To find the pH of 0.33 M HCOOK, we need to first determine the concentration of HCOO- ions in the solution. When HCOOK dissolves in water, it dissociates to form HCOO- and K+ ions.
Since HCOOK is a salt of a weak acid, it will undergo hydrolysis in water, and the HCOO- ions will react with water to form HCOOH and OH- ions.
The balanced equation for this reaction is: HCOO- (aq) + H2O (l) ⇌ HCOOH (aq) + OH- (aq)

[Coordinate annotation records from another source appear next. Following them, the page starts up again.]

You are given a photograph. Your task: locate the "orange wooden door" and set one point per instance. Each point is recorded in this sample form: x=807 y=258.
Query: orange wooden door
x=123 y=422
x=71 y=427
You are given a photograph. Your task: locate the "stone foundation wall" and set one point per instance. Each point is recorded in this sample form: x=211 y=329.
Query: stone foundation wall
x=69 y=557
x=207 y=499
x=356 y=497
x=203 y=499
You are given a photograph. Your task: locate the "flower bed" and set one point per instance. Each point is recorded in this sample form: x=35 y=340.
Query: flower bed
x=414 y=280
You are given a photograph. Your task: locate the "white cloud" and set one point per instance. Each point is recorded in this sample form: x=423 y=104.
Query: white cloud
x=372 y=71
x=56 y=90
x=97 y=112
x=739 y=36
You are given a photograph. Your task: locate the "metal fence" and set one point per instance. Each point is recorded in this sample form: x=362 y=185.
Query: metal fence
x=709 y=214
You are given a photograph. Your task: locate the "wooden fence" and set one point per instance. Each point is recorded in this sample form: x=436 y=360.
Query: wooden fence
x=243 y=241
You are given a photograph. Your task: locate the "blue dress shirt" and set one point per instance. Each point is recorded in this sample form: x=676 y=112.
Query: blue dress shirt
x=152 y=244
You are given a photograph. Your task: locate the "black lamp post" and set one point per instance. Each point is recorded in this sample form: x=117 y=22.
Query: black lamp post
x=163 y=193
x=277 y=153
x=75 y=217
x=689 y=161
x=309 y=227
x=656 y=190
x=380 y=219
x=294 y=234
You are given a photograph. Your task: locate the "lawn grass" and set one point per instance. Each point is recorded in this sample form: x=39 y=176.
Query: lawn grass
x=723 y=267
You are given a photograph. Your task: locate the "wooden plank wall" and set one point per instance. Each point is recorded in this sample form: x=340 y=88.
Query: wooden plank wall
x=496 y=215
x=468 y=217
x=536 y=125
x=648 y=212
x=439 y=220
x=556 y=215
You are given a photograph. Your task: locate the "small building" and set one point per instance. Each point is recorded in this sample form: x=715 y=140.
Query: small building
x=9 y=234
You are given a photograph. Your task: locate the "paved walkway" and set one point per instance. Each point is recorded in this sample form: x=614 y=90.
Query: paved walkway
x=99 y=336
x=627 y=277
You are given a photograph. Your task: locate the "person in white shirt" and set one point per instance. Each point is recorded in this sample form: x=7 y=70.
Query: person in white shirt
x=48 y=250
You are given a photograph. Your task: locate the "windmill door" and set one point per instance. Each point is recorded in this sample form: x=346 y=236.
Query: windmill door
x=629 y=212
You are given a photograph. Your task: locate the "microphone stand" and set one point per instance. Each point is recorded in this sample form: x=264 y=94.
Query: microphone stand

Using the given K₂ value for HCOOH, we can calculate the equilibrium concentrations of HCOO- and HCOOH:
K₂ = [HCOOH][OH-] / [HCOO-]
1.78 x 10⁻⁴ = [HCOOH][OH-] / [0.33]
[HCOOH][OH-] = 5.874 x 10⁻⁵
Assuming x is the concentration of HCOOH and OH- formed, we can set up an ICE table:
HCOO⁻ (aq) + H2O (aq) = HCOOH (aq) + OH^- (aq)
I 0.33 M 0 0
C - x x x
E 0.33 - x x x
Substituting the equilibrium concentrations into the K₂ expression, we get:
1.78 x 10⁻⁴ = x⁻² / (0.33 - x)
Since x is small compared to 0.33, we can approximate (0.33 - x) as 0.33:
1.78 x 10⁻⁴ = x⁻² / 0.33
Solving for x, we get x = 2.49 x 10⁻³ M
So, [HCOOH] = [OH-] = 2.49 x 10⁻³ M
To calculate the pH, we can use the equation: pH = 14 - pOH
pOH = -log[OH-] = -log(2.49 x 10⁻³) = 2.60
Therefore, pH = 14 - 2.60 = 11.40 (rounded to two significant figures)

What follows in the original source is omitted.